Yesterday, the Supreme Court agreed to hear al-Kidd v. Ashcroft, the ACLU’s case against former Attorney General John Ashcroft on behalf of Abdullah al-Kidd, a Kansas-born U.S. citizen who was wrongly arrested and detained as a material witness in 2003.
The federal material witness statute allows law enforcement to detain a witness whose testimony prosecutors believe is material at a criminal trial if it believes that witness won’t testify voluntarily. Our client was arrested and detained ostensibly so he’d testify as a material witness in the trial of Sami Omar al-Hussayen, who attended the same university as al-Kidd and was charged with visa fraud.
During his 16-day detention, al-Kidd was moved to three separate federal detention facilities in three different states, and was sometimes held naked and shackled hand-and-foot. After he was released, al-Kidd’s travel was restricted to only four states and he had to surrender his passport and report to probation officers. These draconian conditions lasted for more than a year.
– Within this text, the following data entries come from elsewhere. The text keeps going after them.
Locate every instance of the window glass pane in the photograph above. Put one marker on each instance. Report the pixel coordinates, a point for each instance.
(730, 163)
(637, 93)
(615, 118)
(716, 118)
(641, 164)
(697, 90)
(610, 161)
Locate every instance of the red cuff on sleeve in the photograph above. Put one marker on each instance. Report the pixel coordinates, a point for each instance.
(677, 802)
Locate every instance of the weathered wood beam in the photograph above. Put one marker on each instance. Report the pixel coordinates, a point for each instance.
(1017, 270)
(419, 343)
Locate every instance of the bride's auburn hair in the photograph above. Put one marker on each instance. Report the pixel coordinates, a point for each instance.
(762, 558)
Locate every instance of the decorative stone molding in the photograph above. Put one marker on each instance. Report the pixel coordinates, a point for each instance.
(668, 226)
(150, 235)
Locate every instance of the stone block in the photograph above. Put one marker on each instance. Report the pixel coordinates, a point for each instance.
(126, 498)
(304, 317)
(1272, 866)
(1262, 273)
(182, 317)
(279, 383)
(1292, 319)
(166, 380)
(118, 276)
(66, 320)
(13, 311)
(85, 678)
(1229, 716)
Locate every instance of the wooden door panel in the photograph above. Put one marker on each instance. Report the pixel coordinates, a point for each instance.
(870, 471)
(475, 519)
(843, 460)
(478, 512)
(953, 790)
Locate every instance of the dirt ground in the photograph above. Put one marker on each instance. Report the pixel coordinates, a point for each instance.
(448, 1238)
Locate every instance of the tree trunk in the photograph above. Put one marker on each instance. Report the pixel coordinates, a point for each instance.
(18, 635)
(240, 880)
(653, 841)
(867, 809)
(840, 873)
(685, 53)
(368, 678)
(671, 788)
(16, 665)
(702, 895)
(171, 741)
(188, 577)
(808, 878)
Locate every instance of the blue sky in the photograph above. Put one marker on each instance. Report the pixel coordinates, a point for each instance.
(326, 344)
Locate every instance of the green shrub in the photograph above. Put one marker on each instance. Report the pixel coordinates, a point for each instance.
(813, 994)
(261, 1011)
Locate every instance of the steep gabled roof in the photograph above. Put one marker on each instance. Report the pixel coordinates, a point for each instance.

But here’s the problem: al-Kidd was never asked to testify against al-Hussayen. And al-Kidd himself was never charged with a crime. So why was he being treated like a criminal?
Prior to 9/11, the material witness law was used sparingly to ensure witnesses would be available to testify in criminal cases. After 9/11, Ashcroft retooled the law into an investigative detention statute, allowing the government to arrest and detain individuals for whom they lacked probable cause to charge with a crime. Our lawsuit charges this Ashcroft policy violates fundamental constitutional principles and al-Kidd was a victim of that policy. The district and appellate courts agreed.
The Supreme Court will now consider the case.